As the last line suggests, we have now managed–with the help of Martin Mueller at Northwestern–to produce an analysis of 282 plays from the TCP database alongside the Moby Shakespeare written between 1519 and 1659. I think this is the first visualization of its kind purporting to treat 150 years with of Renaissance drama, which itself feels like something of a hurdle overcome. Here it is:
Dendrogram Produced using Ward’s clustering method on scaled data using 99 LATs to profile 318 plays written between 1519-1659, color coded by genre and separating out the works of Shakespeare as a category of their own: Red=Comedy, Blue=Interlude, Green=History, Cyan=Tragedy, Purple=Tragicomedy, Orange=Masque, Gold=Shakespeare. The item names follow the protocol: (genre)-(date)-(author)-(title).
Two points to make here, although there could be many more. First, this diagram was constructed using scaled data, which means that the “mile away” linguistic markers of similarity and dissimilarity are being balanced with markers whose variation is less visible from a distance.
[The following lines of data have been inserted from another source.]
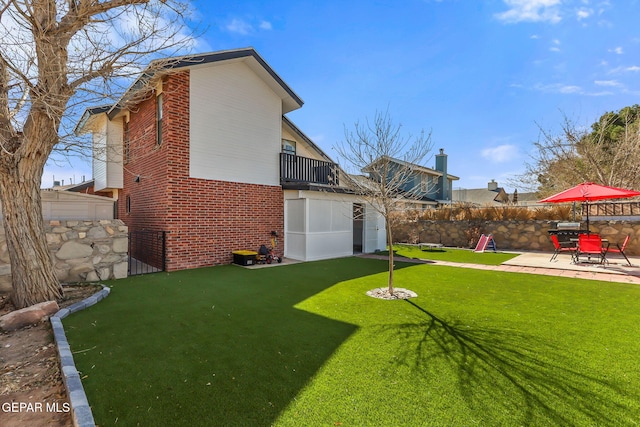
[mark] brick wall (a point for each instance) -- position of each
(206, 220)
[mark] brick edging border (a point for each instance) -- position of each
(81, 411)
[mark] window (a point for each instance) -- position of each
(159, 114)
(288, 147)
(126, 142)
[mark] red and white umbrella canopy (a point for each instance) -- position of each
(588, 192)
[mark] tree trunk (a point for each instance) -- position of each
(33, 276)
(390, 243)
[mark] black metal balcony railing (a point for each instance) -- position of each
(303, 169)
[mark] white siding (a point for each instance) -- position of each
(114, 154)
(100, 153)
(295, 241)
(107, 153)
(236, 125)
(302, 149)
(375, 234)
(70, 205)
(320, 226)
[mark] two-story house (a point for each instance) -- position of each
(199, 147)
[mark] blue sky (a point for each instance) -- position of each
(482, 76)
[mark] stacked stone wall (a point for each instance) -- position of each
(82, 251)
(509, 235)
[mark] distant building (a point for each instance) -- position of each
(426, 187)
(492, 195)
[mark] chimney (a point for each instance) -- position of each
(444, 192)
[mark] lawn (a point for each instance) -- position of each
(453, 255)
(302, 345)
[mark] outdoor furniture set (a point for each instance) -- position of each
(589, 246)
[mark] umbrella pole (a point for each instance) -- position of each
(587, 206)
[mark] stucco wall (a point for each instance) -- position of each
(509, 235)
(81, 251)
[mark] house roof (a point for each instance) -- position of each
(290, 100)
(366, 183)
(480, 196)
(413, 166)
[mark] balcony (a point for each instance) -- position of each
(297, 169)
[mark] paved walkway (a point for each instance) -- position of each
(538, 263)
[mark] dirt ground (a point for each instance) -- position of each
(31, 389)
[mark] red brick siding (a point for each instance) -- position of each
(206, 220)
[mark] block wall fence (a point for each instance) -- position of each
(82, 251)
(509, 235)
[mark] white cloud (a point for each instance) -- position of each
(607, 83)
(501, 153)
(243, 27)
(531, 11)
(583, 13)
(559, 88)
(239, 26)
(630, 69)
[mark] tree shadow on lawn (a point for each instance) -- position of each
(502, 372)
(216, 346)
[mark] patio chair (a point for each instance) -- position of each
(589, 245)
(620, 249)
(562, 247)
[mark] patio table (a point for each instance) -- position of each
(431, 246)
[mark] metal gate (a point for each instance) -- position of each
(146, 252)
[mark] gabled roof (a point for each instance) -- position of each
(481, 196)
(290, 100)
(411, 166)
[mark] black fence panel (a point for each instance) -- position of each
(147, 252)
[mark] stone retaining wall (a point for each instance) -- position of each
(82, 251)
(509, 235)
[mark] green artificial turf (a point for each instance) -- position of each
(453, 255)
(302, 345)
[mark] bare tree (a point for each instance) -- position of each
(606, 153)
(56, 55)
(391, 160)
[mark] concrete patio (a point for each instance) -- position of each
(617, 270)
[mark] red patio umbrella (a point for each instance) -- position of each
(587, 192)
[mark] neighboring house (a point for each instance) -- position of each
(492, 195)
(423, 186)
(199, 147)
(65, 205)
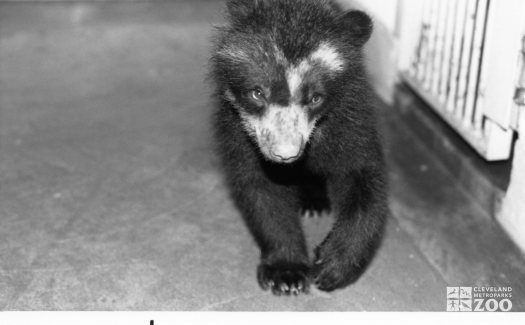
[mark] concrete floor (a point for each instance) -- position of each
(111, 199)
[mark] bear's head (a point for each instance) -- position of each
(282, 65)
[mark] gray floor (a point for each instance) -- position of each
(111, 199)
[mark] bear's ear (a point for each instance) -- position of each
(356, 24)
(240, 8)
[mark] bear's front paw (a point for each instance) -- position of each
(334, 266)
(284, 278)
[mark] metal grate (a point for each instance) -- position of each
(446, 67)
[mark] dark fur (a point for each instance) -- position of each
(342, 166)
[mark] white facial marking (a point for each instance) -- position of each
(328, 56)
(325, 54)
(281, 132)
(234, 53)
(295, 76)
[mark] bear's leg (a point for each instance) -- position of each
(271, 212)
(360, 204)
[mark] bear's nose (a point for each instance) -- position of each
(284, 158)
(287, 152)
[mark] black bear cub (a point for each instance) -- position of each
(296, 131)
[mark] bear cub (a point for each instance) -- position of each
(296, 131)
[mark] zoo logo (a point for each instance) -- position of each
(462, 299)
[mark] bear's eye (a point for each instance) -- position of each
(316, 99)
(257, 94)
Variables with large standard deviations are not dominating with respect to those with smaller ones. Note then that most of Shakespeare’s works cluster together here, comedies, tragedies and late plays all on the same twig. When I tried this analysis using non-scaled data, these genres split up and Shakespeare’s comedies clustered together with Jonson’s, suggesting that Ward’s clustering procedure on unscaled data is better for picking up genre differences, while the same procedure conducted on scaled data (as is the case here) is more sensitive to authorship. (For an earlier analysis of Shakespeare’s plays only using scaled data with Ward’s clustering technique, see this.) This finding should be tested in other contexts and with other data sets, but it is interesting, since it suggests that authorship becomes legible when fluctuations in variables that contain lots of tokens (say, Description) are coordinated with those that have many fewer tokens. It may be this “adding a dash of something” that pulls the author as such to the fore in an analysis.
I’d like also to offer another observation here about the fact that so many Shakespeare plays are hanging together (as are Shirley’s and Middleton’s), remaining agnostic for the time being about whether it is authorship or genre that is producing these clusterings. The majority of Shakespeare’s plays are clustering on a twig that contains mostly comedies. So when compared with 282 other items written between 1519-1659, Shakespeare’s plays look for the most part like plays that Harbage (in the Annals of English Drama) classed as comedies as opposed to some other genre. (Martin tells me that he followed Harbage for the most part, but made some guesses himself about genre designations based on title page information and common sense.) The thing to remember here is that an individual genre may cluster in different ways depending upon the larger population in which it is situated. That is, a fuller collection of texts from the period–not just the ones that Martin was able to modernize so that we could run a test on them–might show new subdivisions that end up splitting the Shakespeare block into a number of smaller splinters. (Or it may not: this may be a stabilized portrait, more or less.) The best way to understand more about the groupings themselves is to begin looking at them with the help of PCA and other techniques we’ve been using already. That’s where we’re headed next.